How to Build a vLLM Plugin: A Guide to the general_plugins Entry Point

Community Article Published April 10, 2026

If you've ever tried to modify vLLM's behavior, you probably know the pain. We certainly do.

When we built FlashHead (a fast approximate replacement for the LM head) we started by string-patching vLLM's source and baking it into custom Docker images. Then we wrapped it all in an embedl-models package that users had to install separately, with its own custom LLM import. Every vLLM update broke something. Users had to pull multi-GB containers just to try it. "Just pip install and run" was a distant dream.

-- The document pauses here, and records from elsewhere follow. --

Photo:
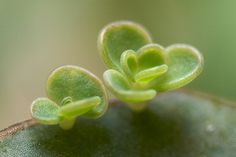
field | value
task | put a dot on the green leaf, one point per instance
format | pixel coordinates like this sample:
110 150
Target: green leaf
129 63
147 75
150 56
121 88
77 84
184 62
118 37
45 111
74 109
174 124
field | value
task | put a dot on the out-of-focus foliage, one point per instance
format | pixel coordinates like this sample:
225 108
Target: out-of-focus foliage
38 36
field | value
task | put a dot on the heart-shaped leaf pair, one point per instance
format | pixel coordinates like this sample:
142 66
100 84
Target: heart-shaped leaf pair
142 67
72 91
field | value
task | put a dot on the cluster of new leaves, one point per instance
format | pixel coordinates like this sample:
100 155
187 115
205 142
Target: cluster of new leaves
139 68
72 92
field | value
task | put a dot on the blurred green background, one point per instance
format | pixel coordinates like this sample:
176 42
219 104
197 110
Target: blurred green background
37 36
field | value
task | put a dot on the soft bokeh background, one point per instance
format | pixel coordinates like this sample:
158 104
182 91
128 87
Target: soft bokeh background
37 36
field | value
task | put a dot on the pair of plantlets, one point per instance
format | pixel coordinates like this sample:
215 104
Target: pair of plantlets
138 70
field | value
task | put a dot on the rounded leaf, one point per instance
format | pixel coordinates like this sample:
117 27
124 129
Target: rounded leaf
129 63
118 37
184 62
45 111
120 87
78 84
150 56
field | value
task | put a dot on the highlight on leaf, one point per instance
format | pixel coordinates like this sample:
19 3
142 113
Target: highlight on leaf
72 91
136 65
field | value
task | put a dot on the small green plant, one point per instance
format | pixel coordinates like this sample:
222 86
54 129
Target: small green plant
138 68
72 91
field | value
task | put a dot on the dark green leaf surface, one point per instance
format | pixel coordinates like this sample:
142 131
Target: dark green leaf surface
176 124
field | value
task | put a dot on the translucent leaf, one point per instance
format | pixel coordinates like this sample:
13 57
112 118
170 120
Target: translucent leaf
129 63
150 55
148 75
184 62
45 111
120 87
118 37
78 84
74 109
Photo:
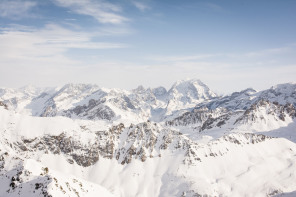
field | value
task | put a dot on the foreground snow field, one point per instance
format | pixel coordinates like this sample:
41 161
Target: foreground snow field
83 140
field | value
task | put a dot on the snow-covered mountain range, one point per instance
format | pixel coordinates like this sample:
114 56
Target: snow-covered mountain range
84 140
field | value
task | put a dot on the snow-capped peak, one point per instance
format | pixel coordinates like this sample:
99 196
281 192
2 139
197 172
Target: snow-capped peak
193 89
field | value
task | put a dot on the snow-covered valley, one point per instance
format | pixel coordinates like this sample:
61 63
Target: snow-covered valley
83 140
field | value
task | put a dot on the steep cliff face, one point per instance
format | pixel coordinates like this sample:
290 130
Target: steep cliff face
187 141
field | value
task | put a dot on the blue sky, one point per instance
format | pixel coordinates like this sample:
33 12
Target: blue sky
230 45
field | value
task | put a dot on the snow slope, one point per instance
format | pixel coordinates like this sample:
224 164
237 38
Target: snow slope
83 140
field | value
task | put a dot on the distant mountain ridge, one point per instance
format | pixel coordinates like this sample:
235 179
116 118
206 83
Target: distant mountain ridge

Then we found vLLM's plugin system... I wish we'd known about it sooner. It's a simple entry point mechanism that lets you hook into vLLM's startup, register custom architectures, and patch internals, all from a standard pip install. Our entire integration went from a custom Docker container to:

pip install flash-head
vllm serve embedl/Qwen3-1.7B-FlashHead-W4A16

This post explains how the plugin system works, how to build your own, and walks through how we rebuilt FlashHead on top of it.


๐Ÿ”Œ How vLLM discovers plugins

vLLM uses Python's standard entry points mechanism. When vLLM starts up, it scans all installed packages for entry points registered under specific groups. For each one it finds, it calls the registered function.

This happens early -- before model loading, before CUDA initialization, in every worker process. Your plugin gets to set up whatever it needs before anything else runs.

Plugin types

vLLM supports four plugin groups:

Entry point group Loaded where Use case
vllm.general_plugins All processes Register models, patch internals
vllm.platform_plugins All processes (platform init) Custom hardware platforms
vllm.io_processor_plugins Process 0 only Pre/post-processing for pooling models
vllm.stat_logger_plugins Process 0 (async serving) Custom stat loggers

This post focuses on vllm.general_plugins, which is the most versatile -- it's where you register custom architectures and modify inference behavior.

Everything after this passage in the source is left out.